Vous avez publié, en octobre, L’Adieu interdit*, qui dénonce la mise à mal des droits des personnes en fin de vie engendrée par la gestion de l’épidémie de Covid-19 chez les personnes âgées. Qu’est-ce qui vous a poussée à écrire ce livre ?
Marie De Hennezel : Pendant le premier confinement, je participais à des plateformes de soutien à des Ehpad et des aidants. J’y ai pris conscience de l’horreur que vivaient à la fois les soignants, les familles et les aidants une fois la décision prise d’interdire toute visite, mais aussi d’accompagner les mourants – qui sont décédés seuls ou avec un soignant débordé par ses tâches – ainsi que tous les rites (toilettes, levées de corps, etc.) qui entourent la mort depuis la nuit des temps. La culture palliative a terriblement reculé. Et le grand scandale de ce confinement, dont les règles ont été partiellement assouplies depuis, est de ne pas avoir mesuré l’importance de l’accompagnement et des rites.
Qu’est-ce que cela dit de notre société ?

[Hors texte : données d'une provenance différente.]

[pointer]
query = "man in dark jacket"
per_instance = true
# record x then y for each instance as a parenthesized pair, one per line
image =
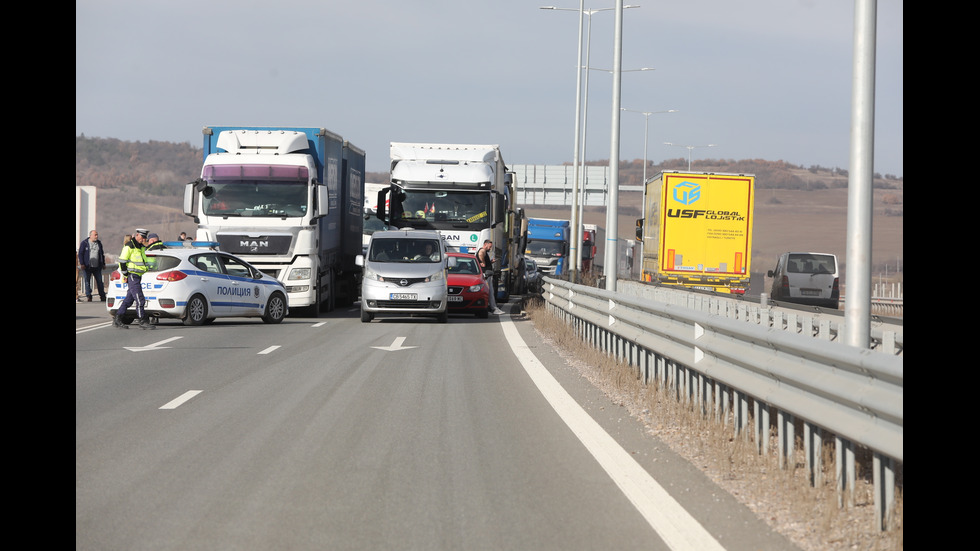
(91, 256)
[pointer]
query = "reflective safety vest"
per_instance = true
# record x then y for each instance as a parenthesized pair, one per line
(135, 260)
(151, 261)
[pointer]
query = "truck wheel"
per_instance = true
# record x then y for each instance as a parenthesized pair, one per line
(331, 290)
(275, 310)
(196, 311)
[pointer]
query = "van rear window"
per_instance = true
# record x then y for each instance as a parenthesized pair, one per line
(811, 264)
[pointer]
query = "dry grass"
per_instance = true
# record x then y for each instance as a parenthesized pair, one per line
(782, 497)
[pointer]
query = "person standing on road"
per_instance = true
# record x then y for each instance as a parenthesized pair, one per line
(486, 264)
(91, 256)
(133, 264)
(153, 243)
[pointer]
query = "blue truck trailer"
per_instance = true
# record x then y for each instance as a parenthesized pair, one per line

M. De H. : Cela parle d’une société dans laquelle la mort est taboue. Où les décisions sont prises par des politiques et des médecins ayant eux-mêmes un rapport difficile à la mort, qui les laisse démunis parce qu’ils ont été formés à guérir. On peut être à côté de la plaque soit en faisant de l’acharnement thérapeutique, soit en poussant à une hyper-protection de la vie biologique. Une personne ne se réduit pas à son corps ! La vie est aussi affective, sociale, spirituelle, démocratique : indivisible. Mais tout à coup, saisis par la peur, on a été pris d’une sorte de folie hygiéniste autour de ce fantasme d’éradiquer la mort, de ne prendre aucun risque – comme si la mort n’était pas un risque de la vie –, de surprotéger les personnes âgées, en ne les laissant pas libres de ce qu’elles considèrent bon pour elles.
Quels en sont les dégâts ?
M. De H. : Les dommages collatéraux sont énormes. Quelqu’un à qui l’on empêche de dire au revoir à un mourant le paie très cher et longtemps, en culpabilité, en dépression. On a aussi fait beaucoup de mal à toutes les personnes âgées qui vivent chez elles et se donnaient du mal pour conserver un vieillissement robuste. Les inciter à se protéger, c’est bien. Mais la peur a un effet catastrophique. Elles disent aussi à quel point elles sont perdues devant les contradictions d’une surprotection qui vient balayer tous les programmes mis en place depuis des années pour limiter la perte d’autonomie. Surprotéger les personnes âgées est une bombe à retardement. Quand à 75 ans on ne sort plus marcher depuis trois mois, la perte en tonus musculaire est irrécupérable. Dans un an, je suis sûre que le nombre de personnes dépendantes aura augmenté.